The aim of physiotherapy for chest clearance is to remove the excess secretions which are produced by the lungs in response to infection, virus or toxins from fungal stimulus. Regular maintenance treatment is important to keep a clear chest and reduce the need for repeated courses of antibiotics.
Three Aims of Chest Clearance are to optimise the muco-cilary escalator, maintain open airways reducing wheeze, and generate air flow in the airways, getting air behind the phlegm to help push it upwards from the small airways towards the mouth. The aim of physiotherapy is to do all of these things in the most energy and time efficient way possible. This is not as complicated sounds and your physiotherapist will help you build a personalised plan to work best with your lungs, an example of a maintenance chest physiotherapy treatment plan is shown below.

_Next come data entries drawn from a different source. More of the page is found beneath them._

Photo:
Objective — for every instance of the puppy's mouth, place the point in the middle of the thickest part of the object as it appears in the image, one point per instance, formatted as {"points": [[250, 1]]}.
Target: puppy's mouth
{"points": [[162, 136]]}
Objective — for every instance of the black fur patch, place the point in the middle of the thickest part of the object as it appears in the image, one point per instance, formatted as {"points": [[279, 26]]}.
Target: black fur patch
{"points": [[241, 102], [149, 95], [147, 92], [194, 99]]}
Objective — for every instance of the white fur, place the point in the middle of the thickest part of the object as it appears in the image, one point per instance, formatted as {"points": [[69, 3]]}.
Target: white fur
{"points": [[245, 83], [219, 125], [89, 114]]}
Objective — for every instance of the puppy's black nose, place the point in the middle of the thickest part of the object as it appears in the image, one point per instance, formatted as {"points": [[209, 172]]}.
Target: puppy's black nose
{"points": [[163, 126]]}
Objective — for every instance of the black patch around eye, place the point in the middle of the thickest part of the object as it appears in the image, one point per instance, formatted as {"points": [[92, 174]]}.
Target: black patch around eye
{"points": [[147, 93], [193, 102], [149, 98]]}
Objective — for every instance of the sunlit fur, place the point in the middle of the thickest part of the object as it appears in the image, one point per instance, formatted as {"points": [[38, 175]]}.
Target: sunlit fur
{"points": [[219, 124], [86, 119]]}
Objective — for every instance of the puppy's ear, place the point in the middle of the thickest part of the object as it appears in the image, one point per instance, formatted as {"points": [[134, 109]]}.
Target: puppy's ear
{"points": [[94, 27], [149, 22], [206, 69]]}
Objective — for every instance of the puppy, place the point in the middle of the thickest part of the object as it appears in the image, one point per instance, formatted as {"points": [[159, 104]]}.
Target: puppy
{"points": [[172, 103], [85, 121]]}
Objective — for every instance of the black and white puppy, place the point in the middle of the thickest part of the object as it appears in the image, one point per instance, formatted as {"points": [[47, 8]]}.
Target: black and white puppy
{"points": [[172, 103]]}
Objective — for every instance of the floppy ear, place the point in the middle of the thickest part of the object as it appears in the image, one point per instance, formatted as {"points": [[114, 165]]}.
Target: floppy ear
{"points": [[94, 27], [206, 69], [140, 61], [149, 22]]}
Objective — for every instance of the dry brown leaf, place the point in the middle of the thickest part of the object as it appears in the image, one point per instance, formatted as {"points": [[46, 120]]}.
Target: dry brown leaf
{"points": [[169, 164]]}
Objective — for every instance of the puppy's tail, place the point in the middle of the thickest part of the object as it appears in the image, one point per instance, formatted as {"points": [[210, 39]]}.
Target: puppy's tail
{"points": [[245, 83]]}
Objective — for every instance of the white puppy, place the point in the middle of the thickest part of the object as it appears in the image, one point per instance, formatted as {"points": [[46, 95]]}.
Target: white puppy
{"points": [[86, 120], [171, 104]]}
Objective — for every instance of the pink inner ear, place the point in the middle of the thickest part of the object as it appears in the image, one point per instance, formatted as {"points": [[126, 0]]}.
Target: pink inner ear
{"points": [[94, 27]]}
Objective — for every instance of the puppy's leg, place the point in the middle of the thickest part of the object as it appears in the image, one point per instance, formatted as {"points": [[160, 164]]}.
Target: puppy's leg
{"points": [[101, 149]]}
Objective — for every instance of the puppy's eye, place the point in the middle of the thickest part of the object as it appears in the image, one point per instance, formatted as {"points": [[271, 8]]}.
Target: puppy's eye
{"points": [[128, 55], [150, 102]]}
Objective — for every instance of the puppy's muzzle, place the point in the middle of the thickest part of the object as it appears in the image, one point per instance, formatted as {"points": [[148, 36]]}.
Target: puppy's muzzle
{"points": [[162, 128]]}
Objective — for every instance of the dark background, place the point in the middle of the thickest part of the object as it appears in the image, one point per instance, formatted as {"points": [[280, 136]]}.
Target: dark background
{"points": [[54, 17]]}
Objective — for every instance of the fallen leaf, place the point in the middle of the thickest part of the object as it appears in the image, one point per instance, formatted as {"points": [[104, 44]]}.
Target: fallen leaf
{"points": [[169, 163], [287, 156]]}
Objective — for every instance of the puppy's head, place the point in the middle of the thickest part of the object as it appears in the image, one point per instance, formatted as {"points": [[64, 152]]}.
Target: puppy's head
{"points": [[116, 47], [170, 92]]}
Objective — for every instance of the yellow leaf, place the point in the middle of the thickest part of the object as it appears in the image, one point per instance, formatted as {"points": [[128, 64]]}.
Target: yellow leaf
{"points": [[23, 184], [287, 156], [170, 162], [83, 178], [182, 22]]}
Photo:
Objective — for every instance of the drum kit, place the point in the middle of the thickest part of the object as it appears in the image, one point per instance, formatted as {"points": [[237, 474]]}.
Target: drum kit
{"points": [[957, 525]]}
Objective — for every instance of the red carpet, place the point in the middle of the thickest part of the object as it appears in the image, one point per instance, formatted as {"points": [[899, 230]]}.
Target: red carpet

- Optimise the mucocilary escalator: Hypertonic Saline(See below), increase oral hydration and fluid intake.
- Maintain open airways to allow the upward movement sputum: Bronchodilators / inhalers will help relax and open the small airways and reduce wheeze, and the Pari O-PEP will splint them open also as you blow out through the PEP device.
- Generate air flow in the airways: Deep breathing exercises gets air in behind the sputum to push if from lower in the airways to higher up in the chest, oscillations from the OPEP device helps by adding to turbulence in airways.
Example Patient’s Physiotherapy Treatment Plan
|Seretide 250 Evohaler
(Tiotropium) Spiriva Respimat 2.5 mg
Salbutamol (Ventolin) inhaler MDI As required
(Use as required for tightness/wheeze; remember to leave 30 seconds between each puff).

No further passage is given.